SummaryObjectives To document the incidence of difficult intubation following mandibular distraction osteogenesis (MDO) in children with severe mandibular hypoplasia. Background Syndromes associated with significant mandibular hypoplasia, especially Pierre Robin sequence, provide a challenge in airway management both in and out of the operating room. Mandibular advancement using mandibular distraction osteogenesis devices has been used in infants in an attempt to reduce the incidence of acute life-threatening airway obstruction. Whether MDO also reduces the incidence of difficult intubation has not been adequately described. Methods A retrospective chart review of 51 infants with upper airway obstruction secondary to mandibular hypoplasia who required MDO between January 2002 and 2012. The primary outcome was the incidence of difficult or failed intubation.

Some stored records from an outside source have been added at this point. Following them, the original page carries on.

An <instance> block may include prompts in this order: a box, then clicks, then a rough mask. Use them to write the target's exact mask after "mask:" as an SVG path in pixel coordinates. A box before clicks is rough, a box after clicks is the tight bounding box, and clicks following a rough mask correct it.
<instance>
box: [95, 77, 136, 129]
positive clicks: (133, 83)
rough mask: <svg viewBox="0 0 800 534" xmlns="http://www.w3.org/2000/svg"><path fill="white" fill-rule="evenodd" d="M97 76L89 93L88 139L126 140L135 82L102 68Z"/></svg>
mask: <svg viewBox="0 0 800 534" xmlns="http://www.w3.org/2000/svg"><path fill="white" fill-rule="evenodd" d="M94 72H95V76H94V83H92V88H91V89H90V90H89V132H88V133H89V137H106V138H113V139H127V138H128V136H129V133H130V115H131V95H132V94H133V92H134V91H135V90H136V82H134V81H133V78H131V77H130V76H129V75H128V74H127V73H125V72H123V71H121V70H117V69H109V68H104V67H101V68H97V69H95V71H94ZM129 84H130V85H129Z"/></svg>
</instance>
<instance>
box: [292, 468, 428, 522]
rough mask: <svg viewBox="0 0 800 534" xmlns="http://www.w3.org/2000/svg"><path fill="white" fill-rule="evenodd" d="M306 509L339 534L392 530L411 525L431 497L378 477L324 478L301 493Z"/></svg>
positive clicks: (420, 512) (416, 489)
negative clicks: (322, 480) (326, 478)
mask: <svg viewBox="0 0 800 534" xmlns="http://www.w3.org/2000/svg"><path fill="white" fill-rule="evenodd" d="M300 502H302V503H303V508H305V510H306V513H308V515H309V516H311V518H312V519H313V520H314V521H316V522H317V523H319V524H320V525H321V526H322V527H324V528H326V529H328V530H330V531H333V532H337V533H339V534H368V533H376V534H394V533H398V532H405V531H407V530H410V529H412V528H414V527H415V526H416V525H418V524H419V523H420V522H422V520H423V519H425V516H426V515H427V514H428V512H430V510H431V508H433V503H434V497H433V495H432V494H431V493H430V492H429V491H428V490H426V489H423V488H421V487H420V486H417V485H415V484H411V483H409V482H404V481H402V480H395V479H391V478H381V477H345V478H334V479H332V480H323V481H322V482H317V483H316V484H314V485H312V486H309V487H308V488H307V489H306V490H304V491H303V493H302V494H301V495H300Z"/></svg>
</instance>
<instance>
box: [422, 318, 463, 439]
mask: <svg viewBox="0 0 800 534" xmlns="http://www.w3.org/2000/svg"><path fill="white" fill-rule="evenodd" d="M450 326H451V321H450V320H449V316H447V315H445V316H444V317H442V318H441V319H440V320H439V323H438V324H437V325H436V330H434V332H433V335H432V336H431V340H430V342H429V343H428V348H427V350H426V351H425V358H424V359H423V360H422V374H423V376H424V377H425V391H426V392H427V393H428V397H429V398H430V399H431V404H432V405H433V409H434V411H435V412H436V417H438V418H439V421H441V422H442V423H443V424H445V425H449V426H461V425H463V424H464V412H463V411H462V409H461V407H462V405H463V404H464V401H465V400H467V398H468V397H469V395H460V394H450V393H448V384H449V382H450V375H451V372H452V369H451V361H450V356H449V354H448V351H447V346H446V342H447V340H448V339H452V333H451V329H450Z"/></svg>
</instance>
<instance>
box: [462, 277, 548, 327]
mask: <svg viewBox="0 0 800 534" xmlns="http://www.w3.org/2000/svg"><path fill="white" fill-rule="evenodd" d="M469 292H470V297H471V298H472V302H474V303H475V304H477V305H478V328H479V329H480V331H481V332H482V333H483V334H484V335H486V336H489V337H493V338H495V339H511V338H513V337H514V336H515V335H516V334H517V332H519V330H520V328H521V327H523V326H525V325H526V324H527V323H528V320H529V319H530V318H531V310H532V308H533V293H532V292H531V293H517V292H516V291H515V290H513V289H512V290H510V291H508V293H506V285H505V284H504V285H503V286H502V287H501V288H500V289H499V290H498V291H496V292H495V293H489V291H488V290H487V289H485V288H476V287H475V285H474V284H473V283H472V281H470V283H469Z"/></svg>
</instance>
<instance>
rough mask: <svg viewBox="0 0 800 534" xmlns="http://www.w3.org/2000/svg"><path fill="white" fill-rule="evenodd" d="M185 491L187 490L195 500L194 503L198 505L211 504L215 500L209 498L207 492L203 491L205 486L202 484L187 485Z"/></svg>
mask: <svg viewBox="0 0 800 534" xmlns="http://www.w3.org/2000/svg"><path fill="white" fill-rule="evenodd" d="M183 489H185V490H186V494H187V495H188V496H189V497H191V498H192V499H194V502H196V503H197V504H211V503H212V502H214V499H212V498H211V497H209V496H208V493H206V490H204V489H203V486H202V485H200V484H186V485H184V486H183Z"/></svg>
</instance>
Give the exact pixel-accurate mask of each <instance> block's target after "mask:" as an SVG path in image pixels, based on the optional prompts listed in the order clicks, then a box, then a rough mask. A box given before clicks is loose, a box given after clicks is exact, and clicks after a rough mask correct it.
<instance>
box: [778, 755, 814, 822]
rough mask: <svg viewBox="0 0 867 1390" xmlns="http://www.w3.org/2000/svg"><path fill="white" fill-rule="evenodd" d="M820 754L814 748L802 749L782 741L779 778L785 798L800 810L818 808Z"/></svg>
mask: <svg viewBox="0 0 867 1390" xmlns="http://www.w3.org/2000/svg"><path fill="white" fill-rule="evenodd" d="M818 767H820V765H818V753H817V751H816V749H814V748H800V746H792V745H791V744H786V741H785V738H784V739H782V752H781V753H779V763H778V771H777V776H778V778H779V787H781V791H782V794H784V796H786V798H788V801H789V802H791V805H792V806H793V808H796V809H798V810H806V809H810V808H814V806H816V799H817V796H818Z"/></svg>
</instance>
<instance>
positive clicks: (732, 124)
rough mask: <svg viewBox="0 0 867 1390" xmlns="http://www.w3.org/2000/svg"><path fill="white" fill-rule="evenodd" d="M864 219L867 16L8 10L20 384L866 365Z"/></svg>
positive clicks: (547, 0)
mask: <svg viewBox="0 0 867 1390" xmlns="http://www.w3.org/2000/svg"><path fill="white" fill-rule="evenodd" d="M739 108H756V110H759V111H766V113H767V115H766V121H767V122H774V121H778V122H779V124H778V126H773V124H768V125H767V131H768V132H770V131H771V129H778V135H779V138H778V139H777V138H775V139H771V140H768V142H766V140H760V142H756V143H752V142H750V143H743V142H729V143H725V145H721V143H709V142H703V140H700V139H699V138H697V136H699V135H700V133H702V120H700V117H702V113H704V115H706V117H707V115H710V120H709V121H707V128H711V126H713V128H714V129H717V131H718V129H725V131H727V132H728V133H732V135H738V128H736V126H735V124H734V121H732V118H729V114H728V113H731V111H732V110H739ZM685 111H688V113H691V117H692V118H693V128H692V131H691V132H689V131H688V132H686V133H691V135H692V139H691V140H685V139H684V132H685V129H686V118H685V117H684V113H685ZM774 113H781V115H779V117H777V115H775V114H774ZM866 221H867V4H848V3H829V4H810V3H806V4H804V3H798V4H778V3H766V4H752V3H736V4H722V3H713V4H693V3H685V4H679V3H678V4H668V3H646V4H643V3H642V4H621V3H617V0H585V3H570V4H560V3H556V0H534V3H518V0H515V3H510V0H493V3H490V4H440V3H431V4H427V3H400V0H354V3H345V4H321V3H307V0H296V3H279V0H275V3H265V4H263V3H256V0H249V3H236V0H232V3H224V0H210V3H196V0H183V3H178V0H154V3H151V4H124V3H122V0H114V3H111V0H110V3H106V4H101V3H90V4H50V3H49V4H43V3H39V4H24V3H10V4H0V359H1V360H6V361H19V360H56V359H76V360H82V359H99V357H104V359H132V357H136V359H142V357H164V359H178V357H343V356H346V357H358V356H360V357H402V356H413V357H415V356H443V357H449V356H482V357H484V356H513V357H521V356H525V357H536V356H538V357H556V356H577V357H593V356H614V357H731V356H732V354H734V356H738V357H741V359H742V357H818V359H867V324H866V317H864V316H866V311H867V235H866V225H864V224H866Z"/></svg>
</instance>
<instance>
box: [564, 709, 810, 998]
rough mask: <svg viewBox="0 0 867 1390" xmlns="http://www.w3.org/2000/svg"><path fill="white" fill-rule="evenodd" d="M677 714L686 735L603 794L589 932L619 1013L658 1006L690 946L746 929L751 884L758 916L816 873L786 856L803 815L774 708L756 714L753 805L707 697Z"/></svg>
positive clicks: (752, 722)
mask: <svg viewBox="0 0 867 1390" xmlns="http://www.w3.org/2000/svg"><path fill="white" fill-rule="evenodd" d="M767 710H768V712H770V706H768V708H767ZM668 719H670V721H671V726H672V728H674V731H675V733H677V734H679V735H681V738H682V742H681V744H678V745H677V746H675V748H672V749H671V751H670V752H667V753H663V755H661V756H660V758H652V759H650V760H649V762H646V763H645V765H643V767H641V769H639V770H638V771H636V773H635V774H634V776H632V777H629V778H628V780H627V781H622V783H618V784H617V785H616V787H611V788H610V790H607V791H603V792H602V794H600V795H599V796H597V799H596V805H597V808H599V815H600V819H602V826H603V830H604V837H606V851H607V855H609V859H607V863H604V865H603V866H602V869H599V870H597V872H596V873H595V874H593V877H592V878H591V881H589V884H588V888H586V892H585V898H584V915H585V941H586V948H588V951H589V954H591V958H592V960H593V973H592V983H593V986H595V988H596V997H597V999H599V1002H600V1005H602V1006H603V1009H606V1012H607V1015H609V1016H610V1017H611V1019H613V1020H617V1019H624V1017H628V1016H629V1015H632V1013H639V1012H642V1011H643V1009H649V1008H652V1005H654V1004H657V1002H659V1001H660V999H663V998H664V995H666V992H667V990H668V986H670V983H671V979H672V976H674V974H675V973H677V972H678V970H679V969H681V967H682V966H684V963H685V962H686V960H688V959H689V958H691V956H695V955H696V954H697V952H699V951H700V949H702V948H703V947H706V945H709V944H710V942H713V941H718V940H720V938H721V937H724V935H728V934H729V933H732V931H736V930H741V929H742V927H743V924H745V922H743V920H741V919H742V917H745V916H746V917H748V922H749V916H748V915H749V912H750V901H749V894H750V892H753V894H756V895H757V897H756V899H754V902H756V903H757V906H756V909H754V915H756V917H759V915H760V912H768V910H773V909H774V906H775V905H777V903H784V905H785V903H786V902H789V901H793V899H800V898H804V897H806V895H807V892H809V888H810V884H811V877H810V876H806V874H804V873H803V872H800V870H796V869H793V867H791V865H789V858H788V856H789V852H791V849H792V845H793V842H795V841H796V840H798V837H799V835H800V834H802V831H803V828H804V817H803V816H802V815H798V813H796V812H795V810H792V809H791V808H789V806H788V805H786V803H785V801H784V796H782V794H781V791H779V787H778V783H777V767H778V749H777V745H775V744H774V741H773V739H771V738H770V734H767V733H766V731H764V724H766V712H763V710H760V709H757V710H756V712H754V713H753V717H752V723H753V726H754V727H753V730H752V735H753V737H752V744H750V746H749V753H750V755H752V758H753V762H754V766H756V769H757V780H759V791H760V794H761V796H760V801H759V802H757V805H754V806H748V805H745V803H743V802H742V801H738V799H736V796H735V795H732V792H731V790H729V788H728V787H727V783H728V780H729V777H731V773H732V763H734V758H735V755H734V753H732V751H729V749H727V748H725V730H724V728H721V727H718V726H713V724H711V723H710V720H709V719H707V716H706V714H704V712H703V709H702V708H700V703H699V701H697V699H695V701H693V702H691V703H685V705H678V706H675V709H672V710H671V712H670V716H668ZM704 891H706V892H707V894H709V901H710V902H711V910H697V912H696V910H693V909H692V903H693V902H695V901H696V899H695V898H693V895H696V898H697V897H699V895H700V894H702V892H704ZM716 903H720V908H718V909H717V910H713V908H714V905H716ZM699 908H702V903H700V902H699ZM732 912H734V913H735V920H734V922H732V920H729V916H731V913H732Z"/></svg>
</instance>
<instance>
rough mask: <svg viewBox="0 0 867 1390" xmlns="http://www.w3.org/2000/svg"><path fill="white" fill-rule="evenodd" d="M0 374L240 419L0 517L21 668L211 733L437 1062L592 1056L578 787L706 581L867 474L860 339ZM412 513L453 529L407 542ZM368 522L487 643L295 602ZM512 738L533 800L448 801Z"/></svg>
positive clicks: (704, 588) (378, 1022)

Secondary outcomes were the relationship between syndrome type and the incidence of difficult intubation. Results Fifty-one PRS infants were identified. Twenty-eight patients had isolated PRS, six had syndromic PRS, seven had Treacher Collins syndrome, and 10 had another coexisting syndrome. Prior to mandibular distraction osteogenesis (MDO), the incidence of difficult intubation was 71%, with the highest incidence in patients with Treacher Collins syndrome (100%), sPRS syndrome (100%), and PRS (65%). Following MDO, the incidence of difficult intubation was 8.3%. The difference was statistically significant for all patients (Kruskal–Wallis rank test P = 0.0001) those with isolated PRS (P = 0.0001), syndromic PRS (P = 0.0023), and other syndromes (P = 0.0002), but not for Treacher Collins syndrome (P = 0.21). Three patients had pre existing tracheostomies. Conclusions In a select group of infants with severe upper airway obstruction who have failed nonsurgical airway interventions, mandibular distraction osteogenesis reduces the incidence of difficult mask ventilation and difficult intubation. We were not able to compare the improvement in airway management to a comparable group of PRS infants who did not undergo surgical intervention. The improvement in laryngeal view was most marked for infants with isolated PRS but no significant benefit was demonstrated in infants with TCS.